Marketflow is a collection of tools for reading and processing financial market data, which often comes in difficult-to-work-with formats. See below for an overview of the data sources currently supported. While the normative user is expected to primarily use Python, use may be made of other runtimes, for example we currently have some experiments with Spark (though we’ve not yet included them here). If it seems useful to building a community around open-source econometrics, etc. please consider contributing your code!

This library was intially developed in a BIDS collaborative project with the D-Lab’s director, Justin McCrary, and led by Dav Clark (a member of both D-Lab and BIDS). It is the result of many contributors, all of whom are currently attributed as authors.


The Trade and Quote (TAQ) dataset from the NYSE comes in heavily compressed zip archives of fixed-width data. The column formats have changed over the years, though we currently believe that files of a given width will have the same format (essentially, the format has only ever been enlarged to include more columns). The documentation for these formats is usually hidden behind a paywall, but can likely be obtained from wherever you are getting the data themselves.

We have optimized a pathway that maps bytes from the file into a numpy structured array, with some degree of control over conversion to binary types. We feel that our fixed-width parser is of high quality and should likely be split out into a separate library!
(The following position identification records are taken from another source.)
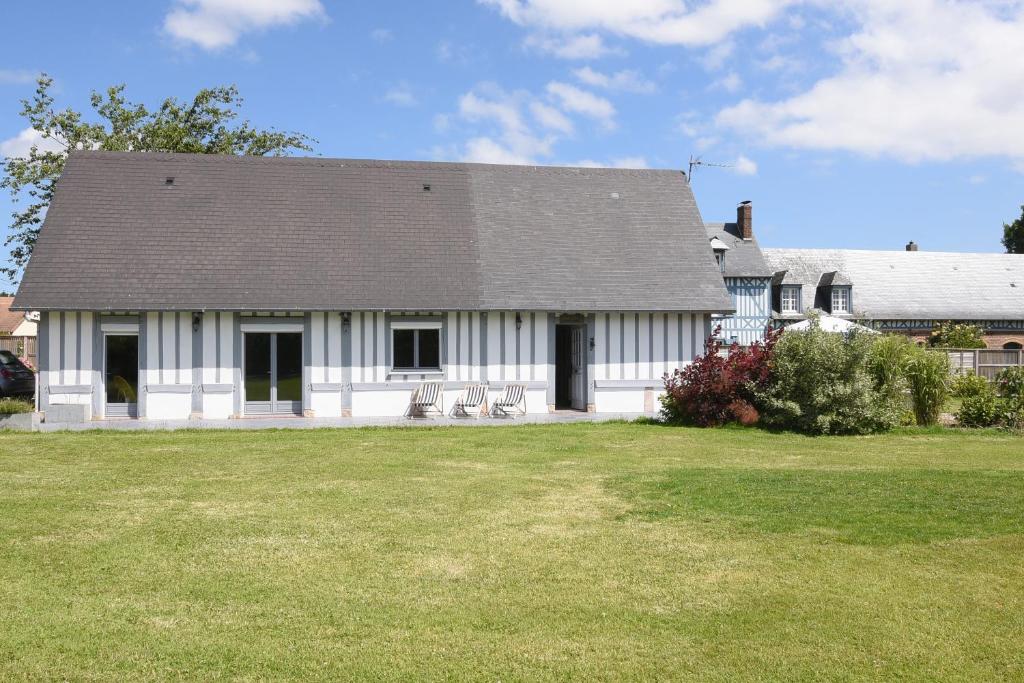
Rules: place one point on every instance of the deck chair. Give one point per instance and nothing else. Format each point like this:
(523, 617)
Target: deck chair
(427, 398)
(472, 402)
(511, 402)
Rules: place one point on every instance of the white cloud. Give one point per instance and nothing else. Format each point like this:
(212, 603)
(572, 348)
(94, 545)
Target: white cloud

The below can be used as a part of your analysis, or as informal documentation illustrating how the library can be used.

Utility scripts

There are a handful of scripts installed along with this package:

Runs the taq2h5 function from marketflow.hdf5, converting zipped fixed-width TAQ BBO files to HDF5 with PyTables. Invoke with -h or --help for more info.
Runs the main function from marketflow.ITCHbin, exporting the variable-length binary records from binary ITCH datafiles.

Developer utility scripts

Scripts that are primarily intended for development are not installed by default (avoiding cluttering the users PATH). Currently, there is a script for creating a small HDF5 file suitable for quick testing and distribution called generate_test_data.py.

Jupyter Python Notebooks

We have some examples of code in the tests/ directory in the marketflow repo. These can be browsed directly on GitHub.